After the first sexual encounter with Italia, Timoteo goes to the beach and writes in the sand, while his wife is diving into the sea, "Today I raped a woman". I believe no comment is needed. When he asks Gerini to have a child, she asks why. The response: "I want to see a kite fly". At one point, instead of watering the plants on the balcony, he urinates on them (I think, therefore I am).
The sex scenes (a romp with Gerini bent over a table full of shells, another with Cruz, in the rain, at the foot of a hovel) make us miss the worst of Siffredi as a director (luckily for the viewer, Castellitto has an execution speed lower than the length of a 100-meter sprint). (Apologies for the perhaps slightly vulgar aside, but the film in question invites me only to a long series of epithets, Ed.).
Then Castellitto falls into the portrayal of the Italian cinema's quintessential scene from the last twenty years: true, he is at the window, it is true it rains outside, but he does not hold a nice steaming cup of tea. No Castellitto, you have not done your homework!
Judgment: the summer question to Italian directors and actors is: "But is Tarantino right when he says current Italian cinema is awful?" And some even defend it (our cinema). I am convinced that if Tarantino had seen this film, his verdict would have been much more severe. A script that couldn't be more predictable, characters moderately spiteful and unpleasant, none of them interesting, direction without any creativity and with the use of metaphor worthy of a third-grade repeater, actors ready for at most a soap opera. In conclusion: the Weltanschauung is given by a Vasco Rossi song!!! Further comments: the film is terrible.
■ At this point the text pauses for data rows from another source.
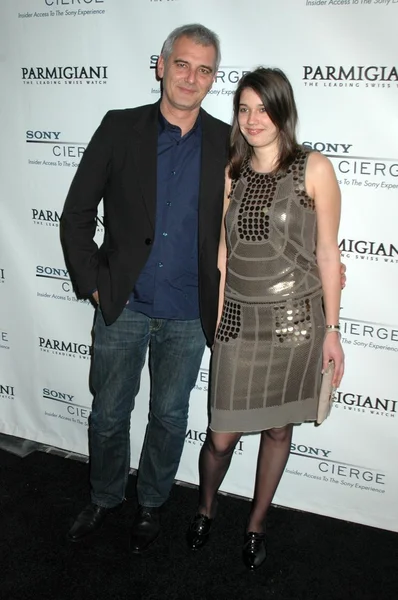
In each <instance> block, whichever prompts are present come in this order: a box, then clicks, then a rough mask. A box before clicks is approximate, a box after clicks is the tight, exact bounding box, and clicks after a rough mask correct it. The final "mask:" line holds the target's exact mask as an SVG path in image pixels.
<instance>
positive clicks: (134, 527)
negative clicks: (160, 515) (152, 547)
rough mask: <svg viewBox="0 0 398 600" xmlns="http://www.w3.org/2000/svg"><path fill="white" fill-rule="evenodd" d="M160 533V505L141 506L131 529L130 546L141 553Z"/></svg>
mask: <svg viewBox="0 0 398 600" xmlns="http://www.w3.org/2000/svg"><path fill="white" fill-rule="evenodd" d="M159 533H160V507H150V506H140V507H139V508H138V510H137V513H136V515H135V518H134V521H133V526H132V529H131V538H130V548H131V551H132V552H134V554H141V552H145V550H147V549H148V548H149V546H150V545H151V544H152V543H153V542H154V541H155V540H156V538H157V537H158V535H159Z"/></svg>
Afterword: why talk about this agony? Last week, the week of Bergman and Antonioni's death, Canale 5 had the brilliant idea of airing this monstrosity in prime time. Too much to hope for that once in their life Mediaset, instead of thinking about money, would honor culture and art (it should be noted that, although I found the film terrible, it was relatively successful, both critically and publicly). That said, since I am so foolish as to always give Italian cinema one more chance, I recorded it and watched it. I suffered for it. Why do these three or four Roman bourgeoisies, instead of washing their dirty laundry at home, write books and make films? Their worries are mediocre. With what presumption can they think of bringing out something less than mediocre? Castellitto then is pathetic: he is with a woman (Margaret Mazzantini, author of the novel from which the film was adapted) who has such an opinion of men, including her own (false, indifferent, incapable of love and sex), that instead of telling her off, he makes a film about it. Fantastic. They both have such a narrow-minded worldview, narrow-minded perhaps being the adjective most fitting, that I can only give them one piece of advice: end it all. But above all, stop making books and films.
They are means of expression that deserve more respect.